When it comes to drawing conclusions from noisy data, then, it’s hard to disagree with Mastroianni’s view that statistical inference is often exploring the answer “sometimes” to simple questions that we would ideally refine to the point where we can answer “always” or “never”. To give some ecological examples: “Does biodiversity increase ecosystem stability?”; “Do invasive species succeed by escaping their natural enemies?”. Mastroianni then illustrates how “things seem random until you understand ’em“: the history of sciences is partly about people speculating about surprising phenomena until effective prediction becomes possible. At that stage, statistics are no longer needed – although, of course, statistical methods weren’t available until the last hundred years or so, and Mastroianni makes the intriguing suggestion that our obsession with stats may now be hindering progress towards mechanistic understanding.
But the world is incredibly complex (avoiding the reductionistic undertones, we should say it is rich, mysterious and exciting). Indeed, the pre-20th century history of physical sciences, corresponding to the period when statistical methods weren’t much in use, is peculiar for being focused around geometry and kinetics (optics, motion and waves), and abstract physical relations such as gravitation, electrical phenomena and thermodynamics – areas where most phenomena can still be treated deterministically (Dick Stafleu shows how determinism is strictly only relevant where we focus on geometric and kinetic phenomena, as in Newtonian physics).

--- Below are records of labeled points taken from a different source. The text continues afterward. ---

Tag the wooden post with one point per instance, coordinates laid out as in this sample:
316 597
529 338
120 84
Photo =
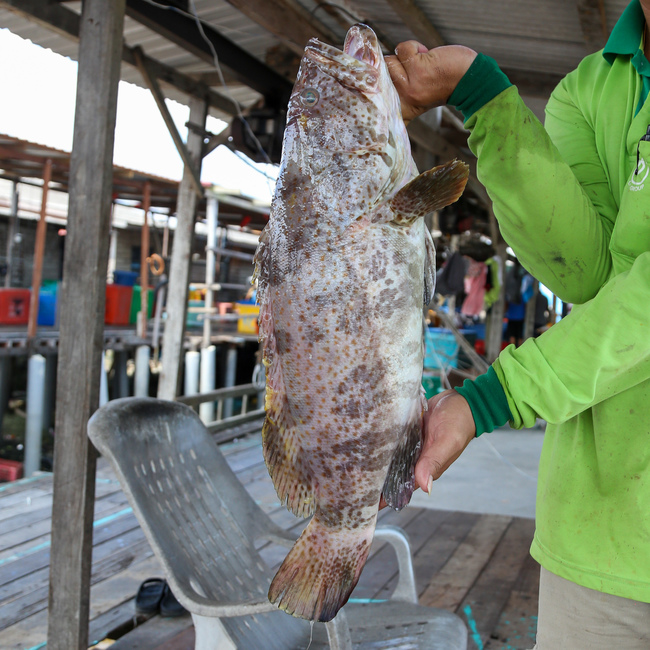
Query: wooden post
11 233
39 250
82 297
172 348
144 265
494 326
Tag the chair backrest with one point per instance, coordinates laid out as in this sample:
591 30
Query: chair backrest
199 519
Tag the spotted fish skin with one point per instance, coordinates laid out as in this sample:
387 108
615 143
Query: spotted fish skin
343 268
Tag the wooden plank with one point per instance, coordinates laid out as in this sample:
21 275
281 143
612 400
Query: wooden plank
487 598
41 558
104 596
33 597
431 547
81 337
173 335
21 541
450 585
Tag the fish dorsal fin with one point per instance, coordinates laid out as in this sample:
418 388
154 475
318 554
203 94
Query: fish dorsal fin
430 191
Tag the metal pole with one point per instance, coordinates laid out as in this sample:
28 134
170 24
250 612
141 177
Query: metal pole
231 374
34 422
142 355
120 378
103 382
212 213
192 359
5 385
11 234
39 250
208 374
144 265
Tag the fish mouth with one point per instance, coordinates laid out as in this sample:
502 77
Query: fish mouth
357 65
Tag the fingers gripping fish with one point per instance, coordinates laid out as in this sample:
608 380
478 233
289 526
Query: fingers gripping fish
344 268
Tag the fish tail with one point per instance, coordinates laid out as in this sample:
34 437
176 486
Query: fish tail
321 570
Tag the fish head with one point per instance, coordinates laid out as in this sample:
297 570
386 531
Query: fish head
345 134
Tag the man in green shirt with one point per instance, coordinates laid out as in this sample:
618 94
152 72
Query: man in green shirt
573 201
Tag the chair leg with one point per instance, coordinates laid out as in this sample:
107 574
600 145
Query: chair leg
338 632
211 634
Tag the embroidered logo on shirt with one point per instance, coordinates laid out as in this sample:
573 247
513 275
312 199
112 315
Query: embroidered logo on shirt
639 177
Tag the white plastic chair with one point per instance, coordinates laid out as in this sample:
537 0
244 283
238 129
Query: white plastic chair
202 524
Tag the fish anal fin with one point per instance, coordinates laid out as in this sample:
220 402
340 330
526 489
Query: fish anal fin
430 191
400 480
281 441
288 473
321 570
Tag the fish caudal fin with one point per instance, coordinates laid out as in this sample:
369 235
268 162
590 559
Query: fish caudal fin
400 480
429 192
320 572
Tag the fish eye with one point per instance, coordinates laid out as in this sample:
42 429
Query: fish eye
309 97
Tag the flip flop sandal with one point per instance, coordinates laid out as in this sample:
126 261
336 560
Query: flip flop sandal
150 593
169 606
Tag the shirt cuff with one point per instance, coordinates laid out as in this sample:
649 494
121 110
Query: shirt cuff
487 400
482 82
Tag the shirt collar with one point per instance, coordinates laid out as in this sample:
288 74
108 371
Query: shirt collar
626 35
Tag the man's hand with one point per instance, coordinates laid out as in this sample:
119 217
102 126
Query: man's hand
448 429
426 78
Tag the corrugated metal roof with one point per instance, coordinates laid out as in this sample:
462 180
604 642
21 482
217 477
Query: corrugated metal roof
539 40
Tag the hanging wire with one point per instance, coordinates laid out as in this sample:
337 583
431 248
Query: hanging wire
215 57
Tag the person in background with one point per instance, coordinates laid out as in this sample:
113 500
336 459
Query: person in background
572 201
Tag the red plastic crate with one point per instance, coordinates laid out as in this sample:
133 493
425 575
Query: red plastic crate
118 304
10 470
14 306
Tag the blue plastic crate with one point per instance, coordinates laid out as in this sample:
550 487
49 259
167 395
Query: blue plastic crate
441 348
46 308
125 278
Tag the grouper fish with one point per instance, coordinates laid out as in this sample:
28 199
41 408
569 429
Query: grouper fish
344 268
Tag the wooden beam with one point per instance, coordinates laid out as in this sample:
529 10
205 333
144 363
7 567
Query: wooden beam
65 22
82 296
418 22
173 336
39 251
288 21
144 264
182 30
159 98
593 21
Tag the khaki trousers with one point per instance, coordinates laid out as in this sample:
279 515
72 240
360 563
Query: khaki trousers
572 617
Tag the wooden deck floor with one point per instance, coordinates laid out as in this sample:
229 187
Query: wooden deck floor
475 565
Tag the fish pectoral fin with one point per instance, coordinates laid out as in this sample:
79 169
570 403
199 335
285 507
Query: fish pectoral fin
429 192
429 267
290 476
400 480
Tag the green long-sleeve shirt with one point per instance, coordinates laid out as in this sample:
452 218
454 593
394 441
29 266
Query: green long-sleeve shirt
575 206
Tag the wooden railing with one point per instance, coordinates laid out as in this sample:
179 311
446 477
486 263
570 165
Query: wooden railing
234 424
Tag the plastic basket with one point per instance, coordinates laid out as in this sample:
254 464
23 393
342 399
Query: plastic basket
441 349
247 321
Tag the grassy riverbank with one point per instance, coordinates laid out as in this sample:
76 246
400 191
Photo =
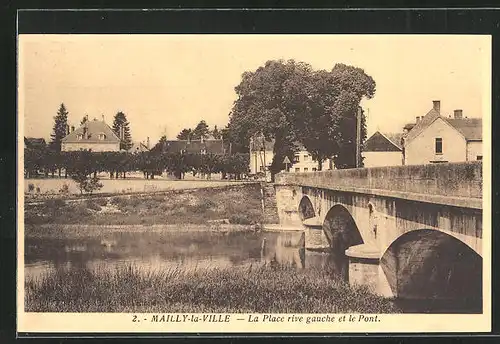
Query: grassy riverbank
238 204
257 289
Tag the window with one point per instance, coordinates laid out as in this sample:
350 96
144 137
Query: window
439 145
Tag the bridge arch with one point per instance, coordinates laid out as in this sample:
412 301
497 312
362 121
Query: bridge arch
341 232
306 208
428 264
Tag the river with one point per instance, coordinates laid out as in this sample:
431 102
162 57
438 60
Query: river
197 250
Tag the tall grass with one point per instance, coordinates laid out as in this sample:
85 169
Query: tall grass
258 289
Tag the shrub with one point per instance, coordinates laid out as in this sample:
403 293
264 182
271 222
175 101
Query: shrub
91 204
85 183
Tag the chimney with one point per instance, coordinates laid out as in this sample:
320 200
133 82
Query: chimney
436 105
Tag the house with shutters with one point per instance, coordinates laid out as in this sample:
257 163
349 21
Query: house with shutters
437 138
95 136
383 149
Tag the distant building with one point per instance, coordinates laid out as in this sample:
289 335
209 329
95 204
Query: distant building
438 139
95 136
261 157
202 146
139 147
383 149
34 143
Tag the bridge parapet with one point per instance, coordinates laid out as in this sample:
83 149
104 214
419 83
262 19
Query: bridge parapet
455 184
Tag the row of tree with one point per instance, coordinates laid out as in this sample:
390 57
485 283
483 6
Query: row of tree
60 129
118 163
292 104
202 130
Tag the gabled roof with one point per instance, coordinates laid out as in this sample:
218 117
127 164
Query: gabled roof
33 142
383 142
471 128
194 146
93 129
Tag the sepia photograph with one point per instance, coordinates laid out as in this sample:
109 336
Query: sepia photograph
250 182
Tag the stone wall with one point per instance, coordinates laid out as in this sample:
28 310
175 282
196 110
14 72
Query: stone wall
459 180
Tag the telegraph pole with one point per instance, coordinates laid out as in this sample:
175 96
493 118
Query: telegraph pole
358 137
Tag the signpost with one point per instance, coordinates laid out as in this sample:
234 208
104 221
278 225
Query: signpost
286 161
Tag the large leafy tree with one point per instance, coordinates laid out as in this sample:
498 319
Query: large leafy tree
120 121
84 119
262 109
324 112
216 133
200 131
59 129
291 103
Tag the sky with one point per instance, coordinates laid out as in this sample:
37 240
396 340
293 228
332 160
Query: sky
164 83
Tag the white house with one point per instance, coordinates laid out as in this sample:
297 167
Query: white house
261 157
383 149
437 139
95 136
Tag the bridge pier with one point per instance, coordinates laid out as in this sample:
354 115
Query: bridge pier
365 269
314 235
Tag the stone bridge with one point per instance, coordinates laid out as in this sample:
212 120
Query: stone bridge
405 231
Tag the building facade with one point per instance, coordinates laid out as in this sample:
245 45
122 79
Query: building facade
383 149
262 154
95 136
438 139
202 146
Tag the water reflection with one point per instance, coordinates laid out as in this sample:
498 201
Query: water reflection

Once we take a scientific interest in how individual things function (from particles to people), various kinds of indeterminacy (from quantum effects to human spontaneity) have a bearing on what happens. And this makes statistical description invaluable. Statistics are needed to help us measure things and quantify laws of nature.

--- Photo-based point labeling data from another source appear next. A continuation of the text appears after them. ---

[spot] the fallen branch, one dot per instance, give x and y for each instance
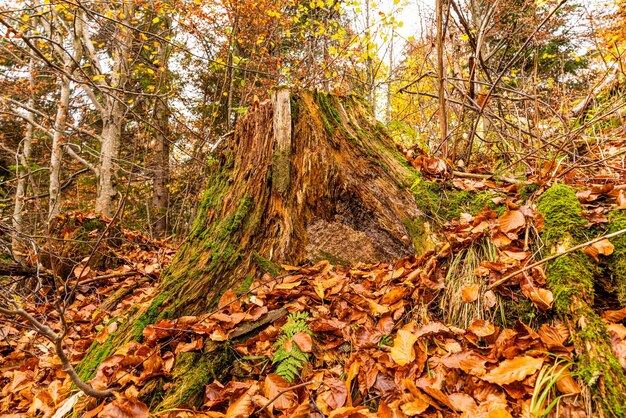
(248, 327)
(552, 257)
(486, 177)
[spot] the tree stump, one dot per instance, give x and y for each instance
(306, 176)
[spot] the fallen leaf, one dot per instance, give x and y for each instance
(602, 247)
(337, 395)
(402, 351)
(513, 370)
(125, 408)
(469, 293)
(415, 407)
(304, 341)
(614, 316)
(511, 221)
(272, 386)
(481, 328)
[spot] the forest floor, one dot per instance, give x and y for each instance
(460, 330)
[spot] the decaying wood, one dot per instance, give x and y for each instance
(304, 177)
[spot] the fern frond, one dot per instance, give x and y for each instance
(289, 363)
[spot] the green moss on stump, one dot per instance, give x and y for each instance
(571, 280)
(617, 261)
(96, 354)
(561, 211)
(439, 202)
(192, 372)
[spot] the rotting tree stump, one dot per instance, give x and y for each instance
(306, 176)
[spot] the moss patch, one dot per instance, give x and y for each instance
(96, 354)
(561, 211)
(266, 265)
(448, 204)
(192, 372)
(571, 279)
(617, 261)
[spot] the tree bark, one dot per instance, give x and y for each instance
(160, 193)
(443, 117)
(23, 173)
(305, 177)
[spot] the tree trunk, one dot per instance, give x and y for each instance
(109, 148)
(305, 177)
(160, 193)
(56, 157)
(23, 174)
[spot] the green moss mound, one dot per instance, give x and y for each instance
(447, 204)
(571, 279)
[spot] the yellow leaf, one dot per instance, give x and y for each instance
(513, 370)
(469, 293)
(414, 408)
(511, 221)
(402, 351)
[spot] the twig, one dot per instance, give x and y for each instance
(552, 257)
(282, 392)
(108, 276)
(486, 177)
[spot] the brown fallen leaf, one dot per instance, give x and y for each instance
(614, 316)
(481, 328)
(337, 395)
(602, 247)
(402, 351)
(125, 408)
(304, 341)
(513, 370)
(272, 386)
(415, 407)
(469, 293)
(511, 221)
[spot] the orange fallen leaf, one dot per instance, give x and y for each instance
(511, 221)
(602, 247)
(481, 328)
(415, 407)
(513, 370)
(304, 341)
(402, 351)
(469, 293)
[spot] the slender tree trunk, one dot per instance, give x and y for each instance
(109, 150)
(23, 173)
(160, 193)
(443, 118)
(113, 119)
(56, 157)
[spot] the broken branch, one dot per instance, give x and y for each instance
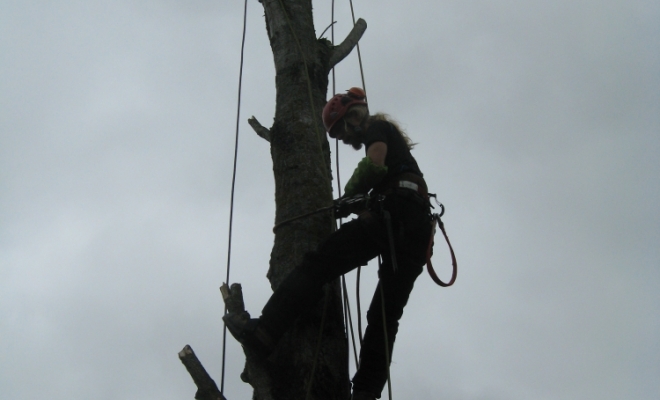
(261, 130)
(206, 387)
(340, 52)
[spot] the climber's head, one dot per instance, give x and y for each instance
(345, 116)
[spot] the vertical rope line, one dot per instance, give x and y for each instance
(233, 186)
(387, 341)
(357, 45)
(350, 320)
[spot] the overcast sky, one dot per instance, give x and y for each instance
(538, 125)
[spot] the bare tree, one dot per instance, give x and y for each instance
(302, 169)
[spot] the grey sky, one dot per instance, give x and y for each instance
(538, 126)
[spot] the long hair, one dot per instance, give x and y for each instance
(362, 114)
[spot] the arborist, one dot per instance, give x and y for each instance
(396, 225)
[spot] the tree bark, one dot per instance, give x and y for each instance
(302, 169)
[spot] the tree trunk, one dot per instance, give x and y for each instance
(302, 169)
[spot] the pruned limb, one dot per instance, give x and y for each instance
(340, 52)
(255, 371)
(206, 387)
(233, 297)
(260, 129)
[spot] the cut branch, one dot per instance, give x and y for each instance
(206, 387)
(340, 52)
(261, 130)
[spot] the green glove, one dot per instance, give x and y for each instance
(366, 176)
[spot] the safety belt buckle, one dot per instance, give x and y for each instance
(409, 185)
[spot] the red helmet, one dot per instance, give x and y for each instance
(339, 104)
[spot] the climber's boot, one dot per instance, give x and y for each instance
(360, 395)
(248, 332)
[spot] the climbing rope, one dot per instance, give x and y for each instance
(233, 185)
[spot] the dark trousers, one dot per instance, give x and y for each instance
(354, 244)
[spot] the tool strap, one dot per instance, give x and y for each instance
(429, 252)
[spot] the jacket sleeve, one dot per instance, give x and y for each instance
(366, 176)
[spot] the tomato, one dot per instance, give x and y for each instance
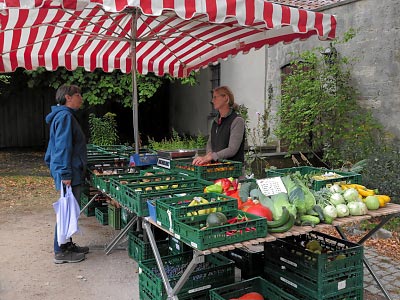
(260, 210)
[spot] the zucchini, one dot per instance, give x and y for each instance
(283, 228)
(309, 218)
(320, 212)
(281, 221)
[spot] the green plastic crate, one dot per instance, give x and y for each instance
(190, 230)
(257, 284)
(136, 200)
(215, 271)
(223, 169)
(126, 216)
(316, 276)
(100, 176)
(171, 209)
(346, 177)
(140, 250)
(114, 217)
(117, 184)
(90, 210)
(101, 214)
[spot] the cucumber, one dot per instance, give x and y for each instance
(281, 221)
(284, 227)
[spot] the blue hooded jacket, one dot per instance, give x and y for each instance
(66, 154)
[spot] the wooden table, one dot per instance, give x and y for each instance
(386, 213)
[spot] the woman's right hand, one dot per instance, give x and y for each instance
(67, 182)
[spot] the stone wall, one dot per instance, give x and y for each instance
(376, 49)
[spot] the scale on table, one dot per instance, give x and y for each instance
(165, 157)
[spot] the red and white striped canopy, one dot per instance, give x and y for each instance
(165, 36)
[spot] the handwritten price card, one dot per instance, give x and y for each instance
(271, 186)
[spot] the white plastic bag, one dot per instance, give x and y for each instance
(67, 210)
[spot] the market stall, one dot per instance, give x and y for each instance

So statistical methods can be indispensable to scientific progress. The young science of ecology (where I was trained) perhaps has more than its share of laws recently elucidated through statistics. Species – area relationships, physiological scaling laws and universal patterns among plant functional traits are three examples where exciting progress has come from large-scale analyses of global data sets, revealing biotic laws that could not have been fully discovered in other ways. Some of this has been facilitated by the definition and cataloguing of functional traits, a project that represents a breakthrough in the application of scientific objectivity.

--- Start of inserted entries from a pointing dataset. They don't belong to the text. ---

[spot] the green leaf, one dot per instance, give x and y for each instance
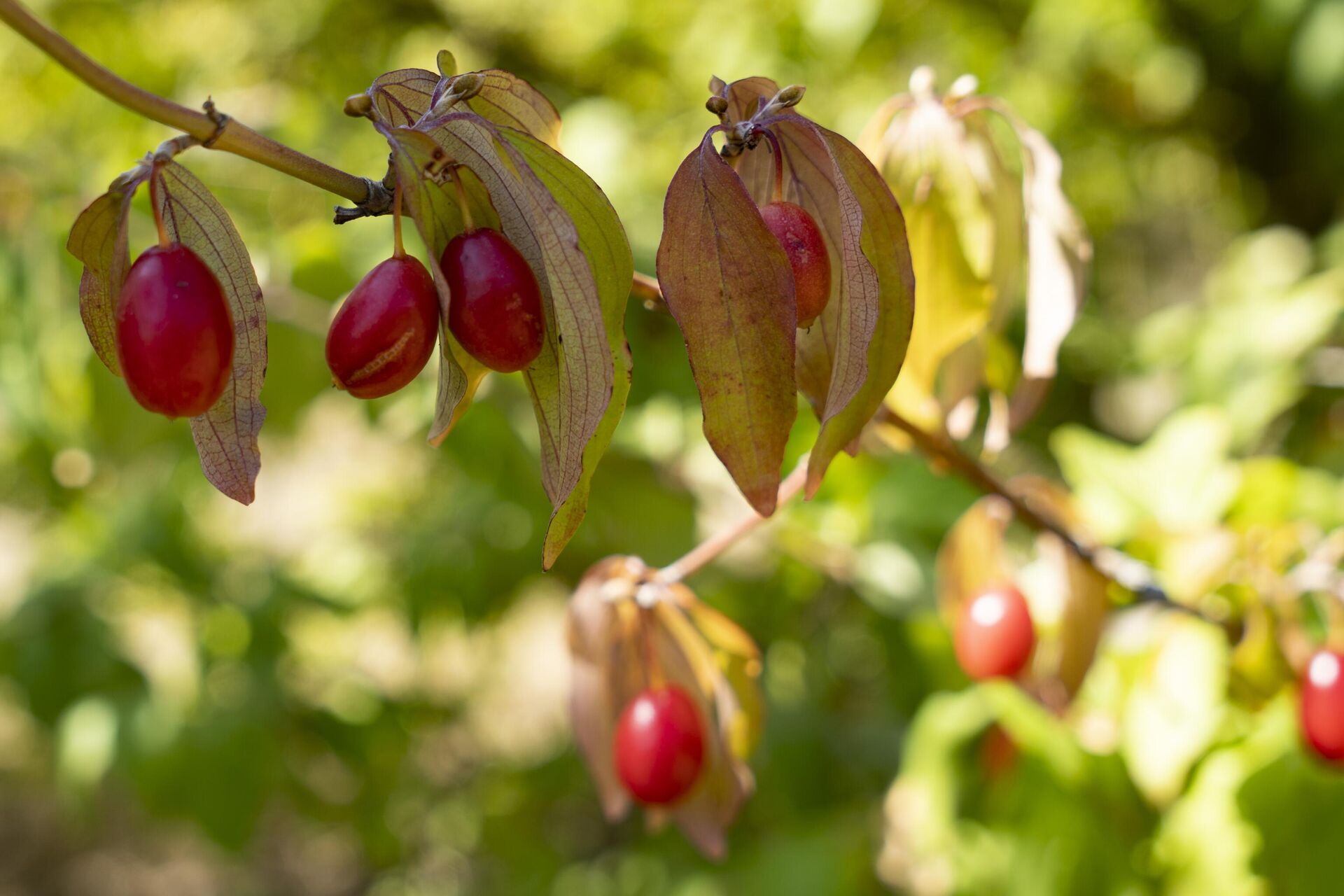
(729, 284)
(226, 434)
(99, 239)
(402, 99)
(604, 245)
(432, 203)
(571, 381)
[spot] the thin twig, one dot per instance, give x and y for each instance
(213, 130)
(723, 539)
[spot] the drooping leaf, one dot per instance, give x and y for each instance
(432, 203)
(226, 434)
(604, 244)
(727, 282)
(1058, 254)
(99, 239)
(850, 358)
(401, 99)
(571, 381)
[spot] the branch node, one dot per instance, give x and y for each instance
(219, 118)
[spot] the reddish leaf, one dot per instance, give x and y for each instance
(226, 434)
(729, 285)
(604, 244)
(571, 381)
(99, 239)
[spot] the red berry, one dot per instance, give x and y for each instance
(385, 332)
(993, 634)
(495, 304)
(659, 745)
(802, 239)
(1323, 704)
(175, 336)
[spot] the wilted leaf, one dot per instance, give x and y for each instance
(604, 244)
(99, 239)
(729, 284)
(226, 434)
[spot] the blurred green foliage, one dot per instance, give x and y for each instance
(356, 684)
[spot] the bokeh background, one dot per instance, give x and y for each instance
(358, 684)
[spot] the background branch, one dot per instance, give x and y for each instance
(233, 136)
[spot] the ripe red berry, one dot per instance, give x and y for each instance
(659, 745)
(495, 304)
(993, 634)
(175, 335)
(1323, 704)
(385, 332)
(802, 239)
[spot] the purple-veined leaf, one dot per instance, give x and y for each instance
(850, 358)
(604, 244)
(99, 239)
(226, 434)
(429, 198)
(727, 282)
(571, 381)
(403, 97)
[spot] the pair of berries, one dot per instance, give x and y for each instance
(384, 335)
(175, 333)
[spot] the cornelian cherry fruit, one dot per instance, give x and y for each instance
(385, 332)
(995, 636)
(495, 304)
(175, 335)
(659, 745)
(797, 232)
(1323, 704)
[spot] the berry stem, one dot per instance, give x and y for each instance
(778, 164)
(158, 209)
(233, 136)
(398, 248)
(468, 223)
(722, 540)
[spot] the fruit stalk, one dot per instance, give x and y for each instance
(214, 132)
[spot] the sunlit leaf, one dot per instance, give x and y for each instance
(432, 204)
(604, 244)
(226, 434)
(729, 284)
(99, 239)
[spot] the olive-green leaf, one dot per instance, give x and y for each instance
(226, 434)
(571, 381)
(403, 97)
(729, 284)
(99, 239)
(604, 244)
(432, 203)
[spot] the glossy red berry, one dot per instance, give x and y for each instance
(175, 335)
(1323, 704)
(385, 332)
(995, 634)
(659, 745)
(806, 250)
(495, 305)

Yet I agree strenuously with the central thesis of Mastroianni’s article. Key problems begin with the project to use frequentist statistics to deliver yes/no answers (or strictly, “yes/don’t-know” answers) to simplistic questions. The development of the null-hypothesis test was a major achievement with important applications, but it was also a triumph of 20th-century positivist thought. And such tests and their P-values have now overrun the literature in the human and social sciences; too few people are trying to conceptualise and measure quantities objectively. A common short-cut is to ‘theorise’ about notions that might be related to each other, run a survey yielding relevant Likert scores, and then proceed to test null hypotheses about these Likert scores (or customised constructs based on them). This has become a quick route to generating large numbers of articles that are, too often, not replicable or even reproducible. Positivism, as part of the larger secularisation project, eventually cuts off the branch on which it sat.
So my overall view is that the social sciences need more real statistics and fewer P-values. ‘Real statistics’ means discovering useful quantities and estimating values for meaningful parameters, rather than yes/no answers.
What about the Kingdom of God? Many Christians have been brought up to assume that there’ll be nothing like research in the age to come, but I disagree. Perhaps God could give us accounts of how everything works that would satisfy all possible research questions, but I doubt we’d be able to understand them. Much like a child asking “why” questions to an academic parent, I think we’d fail to grasp advanced explanations without embarking on an extended programme of study. I can even imagine that, asked about exactly why there are more species towards the Equator, what explains memory loss, or the factors that make for a successful business, our Creator would prescribe some of us a data-gathering programme, followed by a bout of really serious statistical modelling.